The conventional debate is between “liberals” who want more regulation of rampant, brutal capitalism, and “conservatives” who want a free, unregulated, capitalistic economy. But the reality is that government regulation is a phenomenally bi-partisan affair that is almost entirely in the service of corporate and political greed. I hate to sound like Ralph Nader, whom I despise, but even a stopped clock is right twice a day. He’s wrong about almost everything, including government regulation, but he’s right that money is a distorting influence on our political economy.
The blogosphere is now threatened, how seriously is not yet clear, by FEC and court interpretations of clear language in the McCain-Feingold act that would categorize mention of candidate’s names and links to their websites, as campaign contributions, therefore subject to stringent regulation. When I was a mind-frozen leftist, I was horrified at the Supreme Court ruling that money = speech. But, you know what, money does equal speech. In a free market, capitalist world, you can’t take the money out of speech without taking the speech out of speech. The real solution to campaign finance reform is not to take money out of politics, but rather to make the money, and the politics, transparent. If any citizen can have free, unfettered access to information, convenientally and freely available, as to who is paying what to whom, then you have all the campaign finance reform that you need, assuming you believe in democracy. Where is the government program to provide this information, searchable, and obviously displayed? It doesn’t exist. To the extent it does exist, it exists in the blogosphere, which the advocates of “reform” are attempting to silence, if they think they can get away with it. I agree with Roger Simon that they will probably realize it’s a losing proposition, but I am quite certain that we won’t be seeing a tax-supported website anytime soon that clearly shows who is getting what from big-time political contributors, and how the recipients have voted on relevant legislation.

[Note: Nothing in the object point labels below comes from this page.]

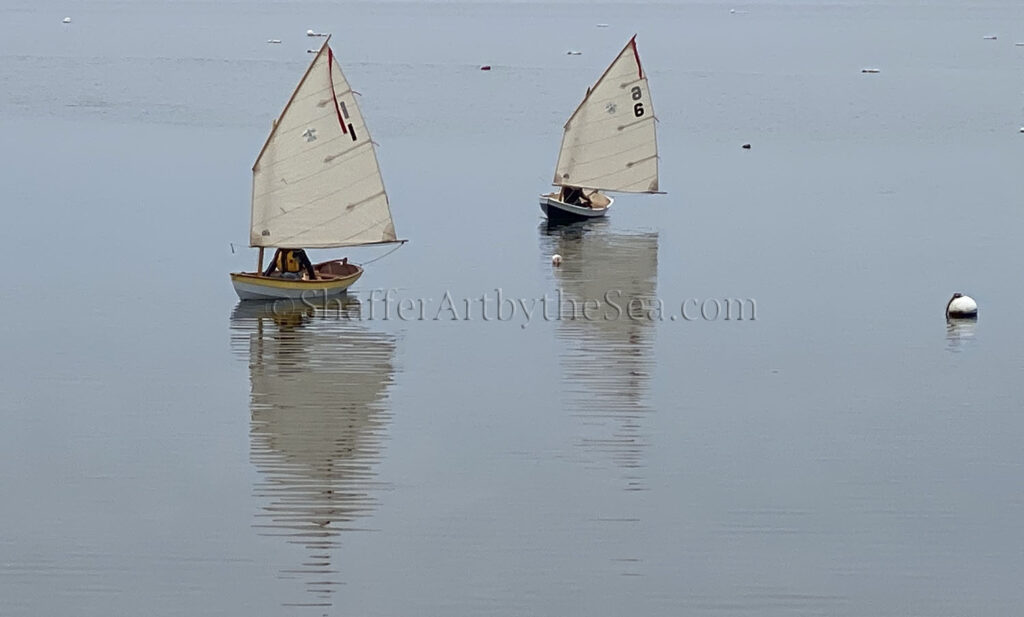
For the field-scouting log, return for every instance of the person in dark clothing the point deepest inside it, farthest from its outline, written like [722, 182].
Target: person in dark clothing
[290, 262]
[574, 196]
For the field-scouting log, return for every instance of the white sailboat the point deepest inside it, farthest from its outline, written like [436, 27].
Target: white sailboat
[316, 184]
[609, 143]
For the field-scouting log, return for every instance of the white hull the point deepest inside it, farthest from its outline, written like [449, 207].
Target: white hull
[554, 209]
[257, 292]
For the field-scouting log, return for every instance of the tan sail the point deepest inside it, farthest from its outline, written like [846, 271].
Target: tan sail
[316, 182]
[609, 142]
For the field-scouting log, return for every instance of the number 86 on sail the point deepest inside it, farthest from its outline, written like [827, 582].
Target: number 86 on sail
[638, 106]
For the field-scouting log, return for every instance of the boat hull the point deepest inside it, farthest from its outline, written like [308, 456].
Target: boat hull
[560, 212]
[334, 278]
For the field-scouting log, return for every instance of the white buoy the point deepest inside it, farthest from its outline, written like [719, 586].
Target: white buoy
[962, 306]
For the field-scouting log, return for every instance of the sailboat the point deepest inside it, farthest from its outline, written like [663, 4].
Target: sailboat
[609, 144]
[316, 184]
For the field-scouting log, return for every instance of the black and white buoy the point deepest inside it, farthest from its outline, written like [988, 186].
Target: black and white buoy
[961, 306]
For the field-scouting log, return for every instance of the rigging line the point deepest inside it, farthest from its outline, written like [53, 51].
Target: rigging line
[382, 256]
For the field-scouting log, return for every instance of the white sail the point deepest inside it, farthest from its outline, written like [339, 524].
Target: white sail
[609, 141]
[316, 182]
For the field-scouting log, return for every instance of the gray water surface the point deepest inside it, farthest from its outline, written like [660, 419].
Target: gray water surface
[166, 451]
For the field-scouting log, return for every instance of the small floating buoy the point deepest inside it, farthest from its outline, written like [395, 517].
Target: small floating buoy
[962, 306]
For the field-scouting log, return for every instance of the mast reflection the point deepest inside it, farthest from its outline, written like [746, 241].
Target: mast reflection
[318, 414]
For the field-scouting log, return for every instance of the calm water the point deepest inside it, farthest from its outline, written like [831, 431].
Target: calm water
[165, 451]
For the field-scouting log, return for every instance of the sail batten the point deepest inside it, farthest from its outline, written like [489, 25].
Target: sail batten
[316, 182]
[609, 141]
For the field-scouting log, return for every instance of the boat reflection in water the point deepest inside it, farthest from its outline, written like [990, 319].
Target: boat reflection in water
[607, 353]
[318, 413]
[960, 332]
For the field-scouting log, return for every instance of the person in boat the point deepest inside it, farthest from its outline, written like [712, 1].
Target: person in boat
[290, 263]
[574, 196]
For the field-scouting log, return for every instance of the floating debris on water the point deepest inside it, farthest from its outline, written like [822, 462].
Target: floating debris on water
[962, 306]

So what’s the solution? There is no panacea, no constitutional or legislative fix that will prevent corporate lobbyists from buying bad laws to protect monopolies and enhance profits, like the recent laws in Pennsylvania and Illinois that forbid cities from establishing low-cost wireless networks. The only way to fight it is with information, and lots of it, readily available and easy to understand. And it’s not going to come from the mainstream media. They are part of the problem. It falls to the blogosphere to fill the vacuum with efforts like Glenn Reynold’s call for a cross-blogosphere coalition to oppose the bankruptcy bill. Nobody else is going to do it.